Et avec ça, on ne fait ni voler des avions, ni rouler des voitures, ni ne chauffons quoique ce soit (au passage, merci le bois des forêts qui viendrait nous épauler pour ça durant l'hiver !!)
Le système semble être dans une sorte de presque-équilibre pour 20 milliards d'équivalents-personnes, à la louche (j'ai simplifié à l'extrême on est d'accord...). Et ça, c'est si tout va bien tout le temps.

Il y a deux choses qui me "dérangent", psychologiquement on va dire;
1) c'est de savoir que d'autres avant nous on su faire et que d'autres après nous saurons (je l'espère) faire "sans énergies fossiles", et qu'aujourd'hui on baigne dans un pseudo-confort (ce qui n'est pas gênant en soi, admettons-le, ce qui est ennuyeux c'est la suite...) tout en oubliant à vitesse grand V certains savoirs ancestraux mais ô combien vitaux pour le maintien de notre espèce -- au sens purement biologique -- sur cette planète.
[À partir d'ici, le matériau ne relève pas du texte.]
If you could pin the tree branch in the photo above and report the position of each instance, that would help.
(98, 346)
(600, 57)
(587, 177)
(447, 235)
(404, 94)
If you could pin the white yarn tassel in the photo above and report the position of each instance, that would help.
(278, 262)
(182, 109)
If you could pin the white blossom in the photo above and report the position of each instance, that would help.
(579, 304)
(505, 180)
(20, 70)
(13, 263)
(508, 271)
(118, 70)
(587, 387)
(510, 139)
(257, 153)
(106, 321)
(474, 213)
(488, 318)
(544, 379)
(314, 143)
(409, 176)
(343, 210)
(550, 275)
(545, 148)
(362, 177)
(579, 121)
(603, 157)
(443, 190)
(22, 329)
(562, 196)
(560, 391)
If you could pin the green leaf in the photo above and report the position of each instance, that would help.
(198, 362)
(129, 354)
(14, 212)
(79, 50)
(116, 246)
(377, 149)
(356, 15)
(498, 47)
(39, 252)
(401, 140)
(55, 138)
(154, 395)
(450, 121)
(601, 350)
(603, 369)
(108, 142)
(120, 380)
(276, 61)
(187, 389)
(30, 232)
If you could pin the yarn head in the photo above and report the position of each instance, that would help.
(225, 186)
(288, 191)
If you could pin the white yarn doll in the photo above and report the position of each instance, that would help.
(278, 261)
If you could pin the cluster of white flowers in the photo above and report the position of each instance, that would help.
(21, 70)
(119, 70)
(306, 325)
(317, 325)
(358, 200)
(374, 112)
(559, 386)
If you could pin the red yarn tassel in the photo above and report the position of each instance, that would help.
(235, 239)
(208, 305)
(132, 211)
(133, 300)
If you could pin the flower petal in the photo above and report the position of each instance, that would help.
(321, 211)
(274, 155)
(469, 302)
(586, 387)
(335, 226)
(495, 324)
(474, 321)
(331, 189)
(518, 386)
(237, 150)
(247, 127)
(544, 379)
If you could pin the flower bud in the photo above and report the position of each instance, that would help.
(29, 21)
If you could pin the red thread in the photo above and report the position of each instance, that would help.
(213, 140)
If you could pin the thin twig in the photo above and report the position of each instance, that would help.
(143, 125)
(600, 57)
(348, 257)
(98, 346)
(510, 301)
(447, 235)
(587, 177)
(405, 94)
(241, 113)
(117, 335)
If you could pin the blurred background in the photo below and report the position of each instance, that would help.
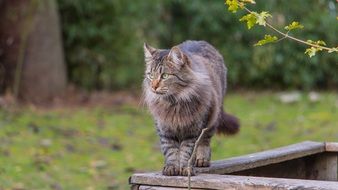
(71, 74)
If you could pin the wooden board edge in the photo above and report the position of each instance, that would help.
(264, 158)
(215, 181)
(331, 147)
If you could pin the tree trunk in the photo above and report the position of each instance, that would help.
(33, 56)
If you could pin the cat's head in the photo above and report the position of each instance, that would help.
(167, 72)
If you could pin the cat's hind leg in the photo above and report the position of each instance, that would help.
(170, 149)
(203, 153)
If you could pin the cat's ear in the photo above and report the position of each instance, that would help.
(177, 56)
(148, 51)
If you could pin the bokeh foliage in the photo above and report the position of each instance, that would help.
(104, 39)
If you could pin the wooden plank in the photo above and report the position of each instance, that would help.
(324, 167)
(263, 158)
(218, 182)
(147, 187)
(331, 147)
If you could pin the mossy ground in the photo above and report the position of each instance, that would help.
(99, 148)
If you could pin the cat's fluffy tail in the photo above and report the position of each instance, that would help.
(227, 124)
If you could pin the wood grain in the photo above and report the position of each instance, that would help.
(263, 158)
(331, 147)
(214, 181)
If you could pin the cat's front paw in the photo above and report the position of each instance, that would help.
(171, 170)
(202, 162)
(185, 171)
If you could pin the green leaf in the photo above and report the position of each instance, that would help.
(250, 19)
(233, 5)
(319, 42)
(333, 50)
(293, 25)
(267, 39)
(311, 51)
(261, 18)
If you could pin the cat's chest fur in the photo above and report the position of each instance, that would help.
(180, 114)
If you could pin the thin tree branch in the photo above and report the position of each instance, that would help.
(290, 37)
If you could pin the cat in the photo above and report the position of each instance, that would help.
(184, 89)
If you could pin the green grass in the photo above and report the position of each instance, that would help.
(99, 148)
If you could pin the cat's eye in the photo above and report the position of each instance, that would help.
(151, 75)
(165, 76)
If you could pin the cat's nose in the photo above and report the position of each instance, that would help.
(155, 84)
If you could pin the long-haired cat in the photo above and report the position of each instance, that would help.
(184, 89)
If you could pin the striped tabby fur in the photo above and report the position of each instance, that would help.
(184, 89)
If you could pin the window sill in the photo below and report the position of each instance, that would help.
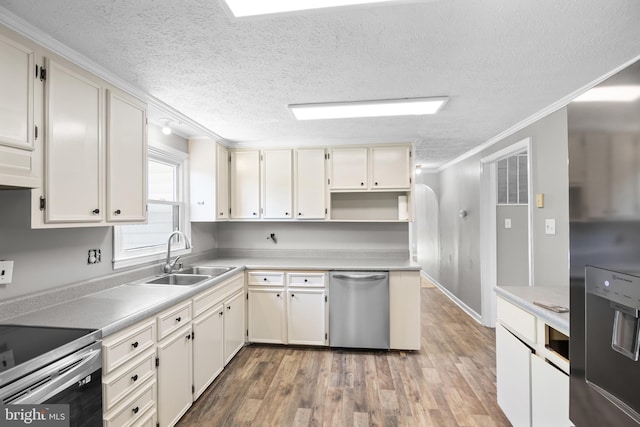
(134, 261)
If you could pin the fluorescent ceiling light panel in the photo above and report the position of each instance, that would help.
(383, 108)
(610, 94)
(242, 8)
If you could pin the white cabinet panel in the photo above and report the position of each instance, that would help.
(17, 64)
(73, 168)
(126, 158)
(267, 315)
(549, 395)
(310, 184)
(390, 168)
(349, 168)
(234, 330)
(513, 360)
(208, 342)
(306, 316)
(277, 184)
(174, 376)
(245, 184)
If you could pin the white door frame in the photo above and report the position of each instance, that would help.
(488, 227)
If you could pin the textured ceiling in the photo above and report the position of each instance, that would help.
(499, 62)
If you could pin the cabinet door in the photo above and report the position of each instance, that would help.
(266, 316)
(513, 360)
(349, 168)
(234, 329)
(174, 376)
(208, 348)
(549, 395)
(16, 94)
(278, 184)
(73, 145)
(390, 167)
(126, 158)
(245, 184)
(306, 316)
(310, 181)
(222, 183)
(597, 175)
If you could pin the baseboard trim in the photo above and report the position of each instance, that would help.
(457, 301)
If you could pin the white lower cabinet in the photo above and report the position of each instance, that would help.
(513, 361)
(549, 395)
(306, 316)
(174, 376)
(267, 315)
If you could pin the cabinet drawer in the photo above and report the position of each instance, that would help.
(216, 294)
(265, 278)
(127, 344)
(122, 382)
(132, 410)
(316, 280)
(173, 318)
(517, 320)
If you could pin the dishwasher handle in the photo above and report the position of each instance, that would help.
(362, 277)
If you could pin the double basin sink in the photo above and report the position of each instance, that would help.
(189, 276)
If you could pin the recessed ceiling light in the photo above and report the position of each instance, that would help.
(610, 94)
(381, 108)
(242, 8)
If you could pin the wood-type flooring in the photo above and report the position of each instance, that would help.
(451, 381)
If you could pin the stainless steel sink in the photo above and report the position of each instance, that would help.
(206, 270)
(179, 279)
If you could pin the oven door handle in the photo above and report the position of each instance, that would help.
(51, 380)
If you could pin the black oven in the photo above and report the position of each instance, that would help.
(45, 365)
Savoirs qu'il nous faut absolument pouvoir remettre en avant pour les transmettre, au cas où les énergies fossiles auraient une fin.......... sait-on jamais.
Je reste de plus persuadé qu'il est possible de dégager du temps et de l'énergie pour autre chose que "s'approvisionner en énergie" dans un système où les énergies fossiles n'existeraient plus, laissant ainsi du temps pour la création artistique et les échanges sociaux (...). Mais cette énergie économisée, ce temps gagné sur le temps aux champs, ne peut se faire, à mon humble avis, que par une coopération et une organisation sociétale, une mise en commun, une optimisation des savoirs et des connaissances.
2) de constater que nous gaspillons à outrance et ne savons absolument pas boucler les cycles qu'on ouvre, ceux des éléments chimiques importants pour la vie en particulier. Tout ce qui "part à la mer" ne sera pas récupérable car trop dilué. Et faire remonter certains éléments chimiques des océans vers l'intérieur des continents n'est pas une mince affaire (...). Affaire que nous léguons à l'échelle globale avec une générosité inouïe, aux générations futures.
Là aussi, je reste persuadé qu'une meilleur connaissances des écosystèmes et de comment les flux de matières (grands cycles bio-géochimiques des éléments) fonctionnent (...), nous sera d'une aide précieuse pour d'une part arrêter des les détruire et ensuite les favoriser.